2018年7月13日16時16分  スポーツ報知
  • 都杉並との初戦、7回から登板し3回を無失点に抑えた日大三・中村奎太

 13日の午前中、SNS上で高校野球ファンが速報を眺めながらエキサイトした。西東京の強豪・日大三が今夏の初戦(3回戦)で都立校の杉並に大苦戦したからだ。

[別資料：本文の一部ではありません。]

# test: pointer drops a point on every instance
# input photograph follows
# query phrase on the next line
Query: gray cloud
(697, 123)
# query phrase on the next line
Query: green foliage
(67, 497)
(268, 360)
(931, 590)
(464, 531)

 初回に2点を先行され、2回には追加点を献上。4回には3-3と同点に追いついたが、6回には再び勝ち越されるなど、ダイワハウススタジアム八王子には「番狂わせ、あるかも」といった空気が充満した。そんな中でもしっかり勝ちきった三高ナインの底力は立派だったし、難敵を追いつめた杉並は善戦を誇っていい。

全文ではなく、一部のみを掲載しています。